James S. Duesenberry
(1918-2009)
James Stemble Duesenberry, Emeritus Professor
in the Department of Economics at Harvard University, died on Monday,
October 5,
2009 at his home in Belmont,
Mass. Professor
Duesenberry was an authority on
monetary policy and served as a former member of the President’s
Council of
Economic Advisors under President Johnson from 1966 to 1968. He was the chair of Harvard’s Department of
Economics from 1972 to 1977.
Born in Princeton,
West Virginia on July 18, 1918, he
graduated from Bennett High School
in Buffalo, New
York
and attended the University
of Michigan where
he
received his A.B. in 1939, his A.M. in 1941, and his Ph.D in 1948. From 1939 until 1941, he worked as a teaching
assistant at University
of Michigan, and
then
joined the Air Force working as a statistician during World War II and
rising
to the rank of Captain. He was a
Research Fellow of the Social Science Research Council in 1941, and he
became an
instructor at MIT in 1946. In the same
year, he began his Harvard career as a Teaching Fellow. He held various posts at Harvard and was also
a Fulbright Fellow at Cambridge University in
1954-1955
before being appointed as a full professor of the Harvard Faculty in
1955. He was a Ford Research Professor in
1958-59, and
he continued teaching at Harvard until 1989. Professor Dusenberry also served as Chairman of the Board of
Directors
of the Federal Reserve Bank of Boston
from 1969 to 1974, and as a consultant to the Harvard Institute for
International Development from 1981.
He is the author of Income
Saving and the Theory of Consumer Behavior (1949), Business
Cycles and Economic Growth (1957), Money and Credit
Impact and Control (1964), and Capital Needs in the
Seventies with
Barry Bosworth and Andrew.
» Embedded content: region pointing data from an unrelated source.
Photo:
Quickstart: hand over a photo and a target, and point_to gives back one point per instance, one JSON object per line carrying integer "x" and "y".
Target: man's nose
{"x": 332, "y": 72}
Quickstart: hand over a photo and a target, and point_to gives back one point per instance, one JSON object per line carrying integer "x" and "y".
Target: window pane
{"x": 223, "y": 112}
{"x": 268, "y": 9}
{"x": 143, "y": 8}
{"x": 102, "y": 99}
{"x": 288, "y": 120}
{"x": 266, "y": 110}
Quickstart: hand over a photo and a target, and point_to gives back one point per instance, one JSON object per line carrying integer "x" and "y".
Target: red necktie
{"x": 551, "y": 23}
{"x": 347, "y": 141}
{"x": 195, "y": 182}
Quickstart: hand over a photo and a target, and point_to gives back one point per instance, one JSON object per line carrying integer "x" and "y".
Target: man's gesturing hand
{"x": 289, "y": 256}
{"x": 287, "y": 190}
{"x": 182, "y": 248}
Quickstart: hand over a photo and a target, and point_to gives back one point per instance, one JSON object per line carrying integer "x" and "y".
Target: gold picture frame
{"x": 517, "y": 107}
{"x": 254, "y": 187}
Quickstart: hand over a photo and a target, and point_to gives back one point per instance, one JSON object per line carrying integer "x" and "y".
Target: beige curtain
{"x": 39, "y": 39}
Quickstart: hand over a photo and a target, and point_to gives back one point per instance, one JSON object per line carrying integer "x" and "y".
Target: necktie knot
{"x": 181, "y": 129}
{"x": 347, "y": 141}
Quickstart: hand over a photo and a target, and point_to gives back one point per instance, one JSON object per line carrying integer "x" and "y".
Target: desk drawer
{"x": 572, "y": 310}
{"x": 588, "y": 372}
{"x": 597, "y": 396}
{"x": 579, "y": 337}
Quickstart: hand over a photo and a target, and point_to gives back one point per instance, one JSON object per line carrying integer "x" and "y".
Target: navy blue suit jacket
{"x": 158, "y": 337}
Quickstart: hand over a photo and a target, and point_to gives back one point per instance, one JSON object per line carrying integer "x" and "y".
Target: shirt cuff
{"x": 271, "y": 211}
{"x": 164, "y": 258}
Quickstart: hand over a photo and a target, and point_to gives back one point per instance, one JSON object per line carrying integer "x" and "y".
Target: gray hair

S. Carron (1975).
Prof. Duesenberry is
survived by his
children John of Brookline, Holly of Gouldsboro, ME and Peggy of
Stirling,
Scotland and 4 grandchildren. A memorial service will be held at the First Church
in Belmont,
Unitarian Universalist (404 Concord Ave., Belmont) on October 16 at 12 noon. In lieu of flowers, gifts
may
be made in his name to the American Friends Service Committee.